Getting outside ourselves: Coaching with empathy

Getting outside ourselves: Coaching with empathy

Both sympathy and empathy convey recognition, and both forge a bond, but the one is an embrace, the other an encounter. Sympathy overcomes differences through imaginative acts of identification; empathy attends to another person on his or her own terms… Empathy is a more demanding exercise, at least in listening; the listener has to get outside him- or herself (Sennett, 2012, p. 21).

At the end of August, I was delighted to speak at the International Coach Federation’s 20th Year Birthday Celebration in Sydney. It was a wonderful night for this remarkable organisation. During my keynote, I shared the quote from the distinguished sociologist, Richard Sennett. It resonated. I think it reminds us of the importance of demonstrating empathy and in doing so the need to put ourselves (our egos) aside in the service of the other person.

Welcome to our fifth evidence-based monthly coaching dialogue. This month we look at empathy in the coaching relationship.

Initially I was fascinated by the book title ‘Coaching with empathy’ (2013) by Anne Brockbank and Ian McGill because on face value it could imply that coaching can be practised without empathy. This is clearly not the case. Empathy is central in coaching.

Julie-Anne Tooth’s research (2014) identified that the link between empathy, trust and effective coaching is strong. In her research the people being coached described empathic listening as an essential part of the relationship – one of the building blocks. To really listen with empathy, coaches suspend judgements and ‘park’ their interests and ego or as Sennett suggests, ‘get outside’ themselves. The coaching space is therefore a stark contrast to typical conversations, characterised by lots of talking, ego and self-interest. Nor is it an inquisition. Coaching is about listening and being curious about the experience of the other person. With empathy it goes further than this and awakes curiosity in the person themselves about their experience. They begin to understand themselves differently, to gain greater self-insight.
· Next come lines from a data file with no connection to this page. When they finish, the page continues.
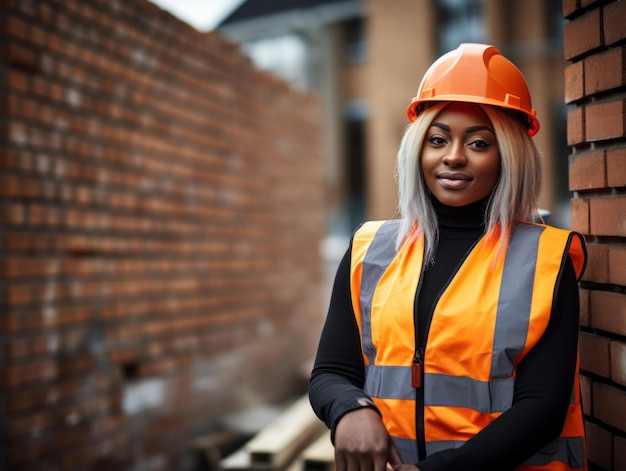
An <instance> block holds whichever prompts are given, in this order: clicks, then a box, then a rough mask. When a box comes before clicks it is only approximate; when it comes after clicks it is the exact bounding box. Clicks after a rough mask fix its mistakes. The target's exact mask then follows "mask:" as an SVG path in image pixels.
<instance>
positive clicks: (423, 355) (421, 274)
mask: <svg viewBox="0 0 626 471" xmlns="http://www.w3.org/2000/svg"><path fill="white" fill-rule="evenodd" d="M483 237H484V234H483V235H482V236H480V237H479V238H478V239H477V240H476V241H475V242H474V243H473V244H472V246H471V247H470V248H469V250H468V251H467V252H466V253H465V255H464V257H463V258H462V259H461V260H460V261H459V263H458V264H457V266H456V268H455V269H454V271H453V272H452V274H451V275H450V278H448V281H446V283H445V284H444V286H443V288H442V289H441V290H440V291H439V293H437V297H436V298H435V302H434V303H433V308H432V310H431V311H430V312H429V313H428V320H427V322H426V329H425V332H423V333H422V335H420V332H419V329H418V325H419V322H418V320H417V317H416V318H415V355H414V357H413V363H412V364H411V381H412V383H413V387H414V388H415V432H416V434H415V435H416V437H417V460H418V461H421V460H423V459H425V458H426V430H425V426H424V387H423V385H424V354H425V351H426V343H427V340H428V331H429V330H430V324H431V322H432V320H433V315H434V314H435V310H436V309H437V304H438V303H439V299H440V298H441V296H442V295H443V293H444V292H445V290H446V289H448V286H450V283H451V282H452V280H453V279H454V277H455V276H456V274H457V273H458V271H459V269H460V268H461V266H462V265H463V263H465V260H466V259H467V256H468V255H469V254H470V253H471V251H472V250H474V247H476V245H477V244H478V242H479V241H480V240H481V239H482V238H483ZM424 272H425V270H424V268H423V267H422V273H421V275H420V281H419V283H418V284H417V290H416V293H415V299H416V302H417V298H418V297H419V293H420V291H421V288H422V279H423V277H424ZM417 373H419V375H417ZM416 376H419V383H417V382H416V380H415V379H414V377H416ZM415 384H419V386H415Z"/></svg>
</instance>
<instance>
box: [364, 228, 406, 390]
mask: <svg viewBox="0 0 626 471" xmlns="http://www.w3.org/2000/svg"><path fill="white" fill-rule="evenodd" d="M399 226H400V221H398V220H390V221H385V222H384V223H383V224H382V225H381V226H380V228H379V229H378V231H377V232H376V234H375V235H374V238H373V239H372V242H371V243H370V246H369V247H368V249H367V252H366V253H365V257H363V270H362V276H361V294H360V300H361V318H362V320H363V321H362V322H363V323H362V329H363V339H366V340H367V341H366V342H363V352H364V353H365V355H366V356H367V358H368V359H369V362H370V364H373V363H374V360H375V359H376V349H375V348H374V345H373V343H372V324H371V318H372V316H371V314H372V300H373V299H374V291H376V287H377V286H378V282H379V281H380V278H381V277H382V276H383V273H385V270H386V269H387V267H388V266H389V264H390V263H391V261H392V260H393V259H394V257H395V256H396V238H395V237H394V236H395V235H396V234H397V230H398V227H399ZM409 383H410V381H409Z"/></svg>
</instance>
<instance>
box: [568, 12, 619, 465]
mask: <svg viewBox="0 0 626 471" xmlns="http://www.w3.org/2000/svg"><path fill="white" fill-rule="evenodd" d="M563 15H564V17H565V18H566V19H567V20H569V22H568V23H567V24H566V25H565V30H564V46H565V58H566V59H567V60H568V61H569V62H570V64H569V66H568V67H567V69H566V71H565V101H566V103H567V104H568V105H569V106H570V109H569V111H568V117H567V140H568V145H569V146H571V155H570V167H569V169H570V172H569V187H570V190H572V191H574V192H575V193H574V198H573V200H572V229H574V230H576V231H578V232H581V233H582V234H584V235H585V237H586V239H587V244H588V254H589V261H588V265H587V269H586V272H585V274H584V276H583V280H582V283H581V288H582V289H581V308H582V309H581V323H582V327H581V336H580V347H581V361H580V364H581V370H582V393H583V407H584V413H585V416H586V430H587V449H588V459H589V462H590V465H591V468H592V469H602V470H621V471H623V470H626V288H625V287H626V244H625V242H626V191H625V186H626V145H625V141H626V139H625V136H626V114H625V110H626V98H625V96H624V89H625V86H626V45H625V40H626V28H625V27H624V25H626V2H625V1H613V2H602V3H600V2H592V1H590V0H564V1H563Z"/></svg>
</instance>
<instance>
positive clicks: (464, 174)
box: [437, 172, 472, 190]
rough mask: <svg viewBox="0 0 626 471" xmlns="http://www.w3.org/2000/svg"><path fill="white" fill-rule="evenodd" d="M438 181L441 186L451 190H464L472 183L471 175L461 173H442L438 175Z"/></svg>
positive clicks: (453, 172)
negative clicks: (438, 180)
mask: <svg viewBox="0 0 626 471" xmlns="http://www.w3.org/2000/svg"><path fill="white" fill-rule="evenodd" d="M437 179H438V180H439V183H440V184H441V186H443V187H444V188H448V189H450V190H460V189H463V188H465V187H466V186H468V185H469V184H470V182H471V181H472V178H471V177H470V176H469V175H466V174H464V173H459V172H441V173H439V174H437Z"/></svg>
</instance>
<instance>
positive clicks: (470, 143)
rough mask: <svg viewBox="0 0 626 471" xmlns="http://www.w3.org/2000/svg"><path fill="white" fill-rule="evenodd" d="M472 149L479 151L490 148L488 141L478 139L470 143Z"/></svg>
mask: <svg viewBox="0 0 626 471" xmlns="http://www.w3.org/2000/svg"><path fill="white" fill-rule="evenodd" d="M469 146H470V147H476V148H478V149H484V148H485V147H489V143H488V142H487V141H483V140H482V139H476V140H474V141H472V142H470V143H469Z"/></svg>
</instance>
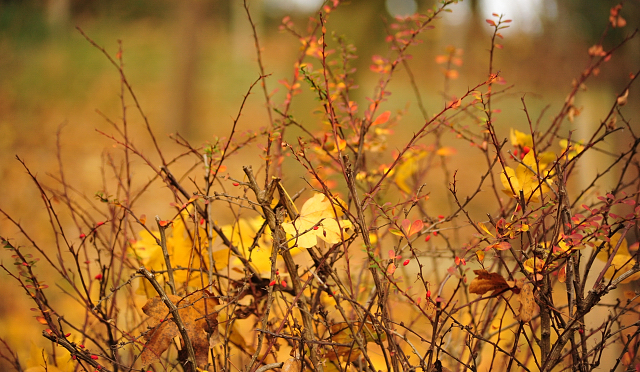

The research highlights the opportunity for coaches to deeply understand empathy and suggests the value of coaches giving their clients ‘a good listening to’!

How have you experienced empathy in coaching?

Please contribute to the discussion and let us know what you think of our fifth bulletin.



Brockbank, A., & McGill, I. (2013). Coaching with empathy. Maindenhead, Berkshire: Open Univeristy Press.

Sennett, R. (2012). Together. The rituals, pleasures and politics of cooperation. New Haven: Yale University Press

Tooth, J.-A. (2014). Experiencing executive coaching. Saarbrucken, Germany: Scholars Press.